Que sont ces œuvres en voie de restauration ?

A ce stade, marquons une petite pause dans cette série d’heureux dénouements marquant le sauvetage de ces œuvres locales dont certaines datent de nombreux siècles. En effet, après avoir applaudi à ces heureuses initiatives, regardons ce qu’elles sont, et dans quelle grande catégorie nous pouvons entrer celles qui nous intéressent particulièrement. Très vite, nous voyons qu’il y a une majorité d’objets entrant dans la statuaire religieuse populaire. Il est certain que de tous temps les ‘patrons et patronnes’, en matière de tradition religieuse, tinrent un rôle majeur dans l’espoir et la vénération de nos ancêtres… comme nous le verrons au fil des prochains travaux à venir. Ensuite, il y a des vestiges de pierres, des sculptures, des bâtiments même, que nous dirions ‘profanes’, publics ou particuliers… Enfin, nous trouvons des peintures et des fresques. Cependant, à mieux s’y attarder, nous constatons que ces témoins émouvants entrent également dans une catégorie que nous pourrions appeler ‘hermétique’, et ceci mérite une petite explication.

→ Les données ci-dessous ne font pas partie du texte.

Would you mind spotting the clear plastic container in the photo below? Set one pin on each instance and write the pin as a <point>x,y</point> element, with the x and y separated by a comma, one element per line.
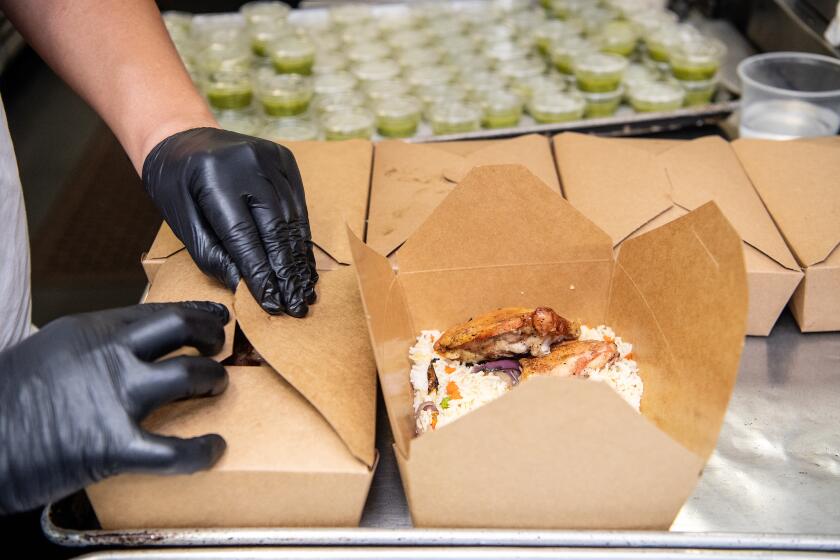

Les étages oubliés d’une œuvre ouverte

Il s’agit le plus souvent d’une œuvre à plusieurs ‘étages’ permettant d’utiliser différents niveaux ou aspects. Une première étape est celle visible par tous et immédiatement acceptable dans sa généralité. Par exemple, un saint, une sainte, dont la présence, en un lieu précis, n’a rien de plus que la fonction qu’on attend d’elle en matière de religion. Cette dimension, le plus souvent, est celle de la superstition, ou de la croyance religieuse, tournée vers le personnage vénéré : St Antoine de Padoue invoqué pour les objets perdus… pour ne citer que ce patron. Ensuite, si ce dernier doit illustrer une autre représentation, il dispose d’un détail particulier, une orientation, un emplacement spécifique… Parfois, aussi, le lieu, le bâtiment, le sanctuaire où on vient l’implorer sont la finalité de sa présence. Il peut s’agir en ce cas d’une sorte de témoin, de jalon sur un parcours, ou encore un signal, destinés à l’usage de l’initié qui saura en saisir la signification cachée. Dans le terme ‘hermétique’, choisi pour illustrer notre exemple, nous nous gardons bien de vouloir à tous prix donner une dimension ‘occulte’ ou ‘magique’ à notre explication. Ce terme signifie, ici, seulement l’aspect d’un élément non destiné au profane, mais à un initié, tout en pouvant rester dans le strict usage religieux admis… voire encouragé par l’Eglise. Ce sera le cas pour St Jacques dont la statuaire, sous de nombreuses formes, orne souvent les lieux d’étapes du fameux pèlerinage vers Compostelle. L’initié parcourant ce périple s’identifie au personnage, et se sait sur le bon chemin en le retrouvant ici ou là. Localement, un reliquaire, par exemple, apporte une autre dimension miraculeuse et ponctuelle… Une troisième dimension peut également parfois être lisible pour un choix, plus restreint encore, d’initiés. C’est le cas pour un lieu autrefois localement destiné à un culte païen très particulier. L’Eglise à chaque fois « joue gagnante ». D’abord, en sacralisant un site voué à d’antiques cultes (druidiques, gaulois, celtes, romains, autres)… ensuite, en justifiant la superposition par un autre culte miraculeux mais catholique (souvent aux époques des évangélisations). On retrouve aussi ce phénomène caractérisé pour Ste Madeleine, Ste Barbe et St Michel… pour ne citer qu’eux ! Cette remarque est la même, dans son fond, pour les peintures, objets, sculptures et autres.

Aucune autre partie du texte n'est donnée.